Мы, конечно, все умрем.
Палмасон не винтажен, ему действительно нужна подлинность. Он извлекает ее по чуть-чуть, с болью и кровью. Пятнышко крови попадает на платье Салке. Кровь сворачивается под ногтем Ингимундура в гематому. В конце фильма кровь прольется, когда униженный любовник набросится на старика и ранит его в руку. Человеческая, красная кровь. Пейзаж, в котором остановятся дедушка и внучка, — тоже набухнет фактурой, и аналоговый мир даст надежду на обретение новой цельности. Ингимундур и Салка остановятся на пустой дороге, между землей, завалившей путь дальше, и туманом, что заволок путь назад. Они прислушаются, и ветер донесет тихий, далекий шум. Отчетливый, как крупный план их белых лиц, отражающих много настоящего северного света. Что это? Это мертвая жена и бабушка ответила белым, белым днем? Может быть.
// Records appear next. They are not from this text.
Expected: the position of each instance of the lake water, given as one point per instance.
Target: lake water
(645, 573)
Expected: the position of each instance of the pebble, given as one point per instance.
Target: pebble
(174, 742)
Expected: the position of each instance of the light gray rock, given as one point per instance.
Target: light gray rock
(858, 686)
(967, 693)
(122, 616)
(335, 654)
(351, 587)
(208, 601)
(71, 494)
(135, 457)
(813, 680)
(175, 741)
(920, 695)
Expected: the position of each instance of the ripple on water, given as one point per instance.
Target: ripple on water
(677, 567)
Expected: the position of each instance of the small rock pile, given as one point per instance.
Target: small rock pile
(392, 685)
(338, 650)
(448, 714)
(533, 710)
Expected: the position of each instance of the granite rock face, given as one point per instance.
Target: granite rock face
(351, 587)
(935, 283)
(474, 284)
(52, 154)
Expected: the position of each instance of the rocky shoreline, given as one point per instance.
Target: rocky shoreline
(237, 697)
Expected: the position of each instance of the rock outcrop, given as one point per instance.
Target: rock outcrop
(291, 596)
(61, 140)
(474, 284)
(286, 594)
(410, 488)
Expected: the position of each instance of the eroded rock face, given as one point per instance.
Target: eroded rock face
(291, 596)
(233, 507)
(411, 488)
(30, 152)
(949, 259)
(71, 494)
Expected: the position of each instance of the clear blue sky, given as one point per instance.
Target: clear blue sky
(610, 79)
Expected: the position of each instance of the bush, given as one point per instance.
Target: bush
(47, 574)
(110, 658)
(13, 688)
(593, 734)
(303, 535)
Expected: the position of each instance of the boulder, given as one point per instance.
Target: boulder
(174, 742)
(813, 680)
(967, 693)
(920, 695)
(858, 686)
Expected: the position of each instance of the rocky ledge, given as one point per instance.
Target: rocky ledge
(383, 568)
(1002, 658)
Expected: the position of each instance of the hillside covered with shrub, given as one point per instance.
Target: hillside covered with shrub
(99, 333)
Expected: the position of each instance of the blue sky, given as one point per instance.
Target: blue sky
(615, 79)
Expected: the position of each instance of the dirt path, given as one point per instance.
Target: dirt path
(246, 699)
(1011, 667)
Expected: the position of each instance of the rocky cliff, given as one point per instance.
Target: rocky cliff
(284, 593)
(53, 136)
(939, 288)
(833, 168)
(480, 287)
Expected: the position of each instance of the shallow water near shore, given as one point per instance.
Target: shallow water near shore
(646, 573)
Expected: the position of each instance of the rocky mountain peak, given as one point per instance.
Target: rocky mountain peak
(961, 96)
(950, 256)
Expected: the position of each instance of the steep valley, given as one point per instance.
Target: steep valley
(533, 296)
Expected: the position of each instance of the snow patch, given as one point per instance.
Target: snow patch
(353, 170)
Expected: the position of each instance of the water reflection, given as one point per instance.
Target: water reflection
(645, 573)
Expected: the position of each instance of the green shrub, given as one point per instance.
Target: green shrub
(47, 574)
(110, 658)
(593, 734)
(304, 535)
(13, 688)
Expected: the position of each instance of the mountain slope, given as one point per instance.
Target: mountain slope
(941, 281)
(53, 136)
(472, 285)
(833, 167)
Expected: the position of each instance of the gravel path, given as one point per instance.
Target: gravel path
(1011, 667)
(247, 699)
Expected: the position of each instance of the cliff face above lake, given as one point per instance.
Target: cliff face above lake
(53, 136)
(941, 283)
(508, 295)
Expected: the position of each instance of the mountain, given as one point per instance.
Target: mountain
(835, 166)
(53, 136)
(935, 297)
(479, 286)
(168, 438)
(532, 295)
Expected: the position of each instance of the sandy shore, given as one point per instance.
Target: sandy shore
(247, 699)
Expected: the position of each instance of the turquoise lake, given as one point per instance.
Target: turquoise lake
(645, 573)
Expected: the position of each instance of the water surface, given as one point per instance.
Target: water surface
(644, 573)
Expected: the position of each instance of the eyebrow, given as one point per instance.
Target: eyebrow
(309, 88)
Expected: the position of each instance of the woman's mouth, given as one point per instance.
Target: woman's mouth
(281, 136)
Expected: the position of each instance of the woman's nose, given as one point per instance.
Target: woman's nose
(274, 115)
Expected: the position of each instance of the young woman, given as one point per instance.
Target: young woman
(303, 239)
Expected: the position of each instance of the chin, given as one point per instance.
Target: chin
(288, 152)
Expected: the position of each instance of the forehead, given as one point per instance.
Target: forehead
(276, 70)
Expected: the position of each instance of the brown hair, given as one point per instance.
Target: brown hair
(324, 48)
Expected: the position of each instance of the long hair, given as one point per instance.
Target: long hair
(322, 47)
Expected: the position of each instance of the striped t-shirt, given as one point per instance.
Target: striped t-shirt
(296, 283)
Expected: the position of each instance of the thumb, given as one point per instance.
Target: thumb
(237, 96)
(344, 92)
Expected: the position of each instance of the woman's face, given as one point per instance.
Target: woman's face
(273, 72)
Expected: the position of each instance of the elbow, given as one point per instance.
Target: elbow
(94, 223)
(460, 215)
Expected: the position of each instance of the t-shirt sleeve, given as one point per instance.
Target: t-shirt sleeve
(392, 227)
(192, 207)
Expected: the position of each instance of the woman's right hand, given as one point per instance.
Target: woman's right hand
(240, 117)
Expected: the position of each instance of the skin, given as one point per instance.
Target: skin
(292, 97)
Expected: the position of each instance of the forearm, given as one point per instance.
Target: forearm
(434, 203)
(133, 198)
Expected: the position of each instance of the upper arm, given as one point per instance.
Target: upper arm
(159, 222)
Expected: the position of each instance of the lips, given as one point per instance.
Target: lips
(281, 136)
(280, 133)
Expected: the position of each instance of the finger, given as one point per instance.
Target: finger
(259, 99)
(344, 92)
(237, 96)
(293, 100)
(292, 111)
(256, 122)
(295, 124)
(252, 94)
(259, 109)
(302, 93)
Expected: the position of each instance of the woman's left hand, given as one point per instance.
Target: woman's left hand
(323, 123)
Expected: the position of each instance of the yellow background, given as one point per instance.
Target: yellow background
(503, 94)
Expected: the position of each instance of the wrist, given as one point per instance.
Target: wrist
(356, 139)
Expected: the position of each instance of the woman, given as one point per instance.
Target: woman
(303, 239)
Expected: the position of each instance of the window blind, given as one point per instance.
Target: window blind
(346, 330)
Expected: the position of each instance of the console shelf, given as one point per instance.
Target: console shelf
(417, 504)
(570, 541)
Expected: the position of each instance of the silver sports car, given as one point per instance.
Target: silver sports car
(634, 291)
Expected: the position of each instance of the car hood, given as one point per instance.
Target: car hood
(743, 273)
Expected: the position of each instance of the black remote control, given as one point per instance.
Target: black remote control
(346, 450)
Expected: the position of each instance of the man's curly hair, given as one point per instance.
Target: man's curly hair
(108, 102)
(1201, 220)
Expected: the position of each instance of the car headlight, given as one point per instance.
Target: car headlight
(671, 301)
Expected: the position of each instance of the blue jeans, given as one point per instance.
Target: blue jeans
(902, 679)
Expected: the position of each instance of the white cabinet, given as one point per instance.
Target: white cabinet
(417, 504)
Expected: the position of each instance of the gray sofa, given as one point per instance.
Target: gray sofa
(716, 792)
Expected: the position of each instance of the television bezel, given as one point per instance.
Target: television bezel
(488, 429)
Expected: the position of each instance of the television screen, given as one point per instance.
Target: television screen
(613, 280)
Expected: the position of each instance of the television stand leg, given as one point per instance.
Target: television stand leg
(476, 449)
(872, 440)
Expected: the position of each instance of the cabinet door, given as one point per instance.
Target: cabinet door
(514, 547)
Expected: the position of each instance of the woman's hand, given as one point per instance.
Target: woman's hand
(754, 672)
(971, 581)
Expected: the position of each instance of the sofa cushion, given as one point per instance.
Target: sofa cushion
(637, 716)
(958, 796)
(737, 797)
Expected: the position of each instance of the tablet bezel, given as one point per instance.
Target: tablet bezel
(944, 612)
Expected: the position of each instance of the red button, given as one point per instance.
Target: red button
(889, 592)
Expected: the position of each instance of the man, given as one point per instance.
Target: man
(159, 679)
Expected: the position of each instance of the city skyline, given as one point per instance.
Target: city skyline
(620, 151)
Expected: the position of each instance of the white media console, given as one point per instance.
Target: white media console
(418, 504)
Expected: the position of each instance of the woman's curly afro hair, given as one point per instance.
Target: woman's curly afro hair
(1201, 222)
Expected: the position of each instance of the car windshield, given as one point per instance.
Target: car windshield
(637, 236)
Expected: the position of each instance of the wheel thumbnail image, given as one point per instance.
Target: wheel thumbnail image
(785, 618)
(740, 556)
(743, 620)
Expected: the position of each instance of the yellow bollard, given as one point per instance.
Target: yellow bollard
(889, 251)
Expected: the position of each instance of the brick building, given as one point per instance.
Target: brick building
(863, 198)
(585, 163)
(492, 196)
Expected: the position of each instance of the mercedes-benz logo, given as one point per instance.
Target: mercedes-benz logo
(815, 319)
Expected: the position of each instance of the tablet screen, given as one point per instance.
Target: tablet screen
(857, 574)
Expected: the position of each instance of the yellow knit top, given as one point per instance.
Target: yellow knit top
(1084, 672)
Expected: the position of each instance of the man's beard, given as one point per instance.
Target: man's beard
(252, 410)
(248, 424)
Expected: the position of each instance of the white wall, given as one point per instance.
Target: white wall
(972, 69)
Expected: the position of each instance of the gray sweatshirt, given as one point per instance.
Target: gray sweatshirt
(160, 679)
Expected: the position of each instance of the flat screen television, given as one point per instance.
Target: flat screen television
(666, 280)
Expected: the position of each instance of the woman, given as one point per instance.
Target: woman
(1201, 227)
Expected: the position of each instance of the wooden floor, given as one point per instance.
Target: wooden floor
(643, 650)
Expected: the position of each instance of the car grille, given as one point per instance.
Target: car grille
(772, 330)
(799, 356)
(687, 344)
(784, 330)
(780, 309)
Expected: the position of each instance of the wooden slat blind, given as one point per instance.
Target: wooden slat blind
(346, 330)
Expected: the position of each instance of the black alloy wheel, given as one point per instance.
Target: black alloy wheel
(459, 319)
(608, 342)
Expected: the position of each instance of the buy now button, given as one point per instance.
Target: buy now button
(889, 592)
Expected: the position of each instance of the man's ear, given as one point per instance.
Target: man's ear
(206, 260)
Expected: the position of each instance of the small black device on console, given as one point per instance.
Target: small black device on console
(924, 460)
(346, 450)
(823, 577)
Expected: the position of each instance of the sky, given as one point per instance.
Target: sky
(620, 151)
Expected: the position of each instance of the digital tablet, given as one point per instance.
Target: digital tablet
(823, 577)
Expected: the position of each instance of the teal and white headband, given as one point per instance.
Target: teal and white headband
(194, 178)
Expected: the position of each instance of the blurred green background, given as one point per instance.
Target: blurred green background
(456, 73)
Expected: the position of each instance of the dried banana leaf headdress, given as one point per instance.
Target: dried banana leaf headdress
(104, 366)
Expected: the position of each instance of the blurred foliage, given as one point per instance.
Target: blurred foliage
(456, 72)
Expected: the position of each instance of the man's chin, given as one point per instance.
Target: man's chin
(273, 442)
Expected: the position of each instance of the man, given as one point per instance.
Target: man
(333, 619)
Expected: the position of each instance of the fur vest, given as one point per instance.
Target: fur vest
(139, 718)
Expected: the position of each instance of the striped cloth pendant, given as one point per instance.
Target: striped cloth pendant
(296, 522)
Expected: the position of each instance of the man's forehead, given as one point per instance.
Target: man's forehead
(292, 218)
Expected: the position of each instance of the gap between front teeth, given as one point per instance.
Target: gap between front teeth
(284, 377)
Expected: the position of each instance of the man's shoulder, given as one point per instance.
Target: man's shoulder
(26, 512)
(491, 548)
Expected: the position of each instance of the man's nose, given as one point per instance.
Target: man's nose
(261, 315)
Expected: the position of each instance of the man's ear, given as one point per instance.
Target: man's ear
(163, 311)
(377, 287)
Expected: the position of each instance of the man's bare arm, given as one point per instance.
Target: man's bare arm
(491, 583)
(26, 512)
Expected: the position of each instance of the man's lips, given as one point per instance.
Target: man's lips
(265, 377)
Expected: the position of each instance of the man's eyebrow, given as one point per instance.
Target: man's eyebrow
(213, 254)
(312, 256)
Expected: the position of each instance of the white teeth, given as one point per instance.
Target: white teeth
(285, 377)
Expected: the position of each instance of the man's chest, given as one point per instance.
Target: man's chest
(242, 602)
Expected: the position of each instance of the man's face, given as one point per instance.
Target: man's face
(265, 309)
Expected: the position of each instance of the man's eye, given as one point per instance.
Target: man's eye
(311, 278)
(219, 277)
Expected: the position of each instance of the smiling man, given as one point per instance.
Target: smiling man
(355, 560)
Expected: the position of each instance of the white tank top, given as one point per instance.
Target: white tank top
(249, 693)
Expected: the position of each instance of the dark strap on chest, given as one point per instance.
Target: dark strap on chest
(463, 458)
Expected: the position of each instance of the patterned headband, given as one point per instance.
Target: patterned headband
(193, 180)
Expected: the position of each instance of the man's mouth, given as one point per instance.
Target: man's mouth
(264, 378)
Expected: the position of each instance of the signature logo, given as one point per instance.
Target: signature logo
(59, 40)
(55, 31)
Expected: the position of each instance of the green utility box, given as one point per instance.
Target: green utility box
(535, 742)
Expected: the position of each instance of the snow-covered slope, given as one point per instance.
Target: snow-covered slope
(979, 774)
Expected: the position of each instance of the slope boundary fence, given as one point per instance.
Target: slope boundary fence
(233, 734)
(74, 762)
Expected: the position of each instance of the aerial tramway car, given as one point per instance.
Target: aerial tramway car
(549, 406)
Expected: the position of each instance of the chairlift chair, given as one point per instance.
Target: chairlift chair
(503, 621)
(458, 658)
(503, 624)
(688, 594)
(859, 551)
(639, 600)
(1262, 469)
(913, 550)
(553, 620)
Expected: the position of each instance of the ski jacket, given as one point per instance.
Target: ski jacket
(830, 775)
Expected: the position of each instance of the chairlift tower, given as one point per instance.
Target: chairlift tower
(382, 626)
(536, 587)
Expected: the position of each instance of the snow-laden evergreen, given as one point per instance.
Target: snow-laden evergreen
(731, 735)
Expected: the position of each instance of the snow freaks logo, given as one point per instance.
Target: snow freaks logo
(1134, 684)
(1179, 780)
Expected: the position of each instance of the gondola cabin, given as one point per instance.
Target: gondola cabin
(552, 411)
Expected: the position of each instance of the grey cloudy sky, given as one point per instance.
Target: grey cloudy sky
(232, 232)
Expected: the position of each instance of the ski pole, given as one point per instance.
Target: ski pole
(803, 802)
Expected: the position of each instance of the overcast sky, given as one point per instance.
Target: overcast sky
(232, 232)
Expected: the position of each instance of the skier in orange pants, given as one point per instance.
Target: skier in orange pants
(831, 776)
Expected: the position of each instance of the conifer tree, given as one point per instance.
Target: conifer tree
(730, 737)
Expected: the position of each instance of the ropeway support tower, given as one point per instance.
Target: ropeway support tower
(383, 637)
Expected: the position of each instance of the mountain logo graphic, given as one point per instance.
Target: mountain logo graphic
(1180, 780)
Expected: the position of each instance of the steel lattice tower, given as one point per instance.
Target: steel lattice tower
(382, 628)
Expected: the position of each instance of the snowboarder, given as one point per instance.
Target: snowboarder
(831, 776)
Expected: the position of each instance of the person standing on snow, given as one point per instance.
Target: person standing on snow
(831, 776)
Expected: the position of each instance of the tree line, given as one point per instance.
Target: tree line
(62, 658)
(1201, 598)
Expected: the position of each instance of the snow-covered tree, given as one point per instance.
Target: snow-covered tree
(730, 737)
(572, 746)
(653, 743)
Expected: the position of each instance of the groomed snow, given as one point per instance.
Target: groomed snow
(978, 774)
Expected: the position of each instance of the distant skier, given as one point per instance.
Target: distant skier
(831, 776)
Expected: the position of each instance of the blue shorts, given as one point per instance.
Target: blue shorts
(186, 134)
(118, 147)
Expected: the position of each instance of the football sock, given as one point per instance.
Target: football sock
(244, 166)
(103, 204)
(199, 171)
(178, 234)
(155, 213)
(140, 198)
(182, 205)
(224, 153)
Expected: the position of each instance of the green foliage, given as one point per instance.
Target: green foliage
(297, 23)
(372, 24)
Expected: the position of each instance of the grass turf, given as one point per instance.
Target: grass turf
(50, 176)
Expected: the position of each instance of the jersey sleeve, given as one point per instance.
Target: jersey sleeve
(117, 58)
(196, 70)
В конце фильма она, молодая и красивая, придет к Ингимундуру в недостроенный дом до слез желанной грезой, — плотной, как любимое тело, но все же грезой, — и дом он, просветлевший от счастья, так и не достроит. Тот момент подлинности, что был схвачен камерой Палмасона, не гарантирует воскресения. Напротив. Тихий шум, который слышат Ингимундур и Салка, прежде чем пешком, в крови, войти в тоннель и, играя, кричать правду: как я зол! как я зла! — это шум реки, которая спешит к побережью. Той самой реки, куда падал сброшенный Ингимундуром камень. А значит, мир целен. А значит, где-то совсем рядом время течет. Мы, конечно, все умрем. Скорее всего, под шум ветродувов. И все-таки, пока еще, — может быть, мы живы. Или, по крайней мере, злы.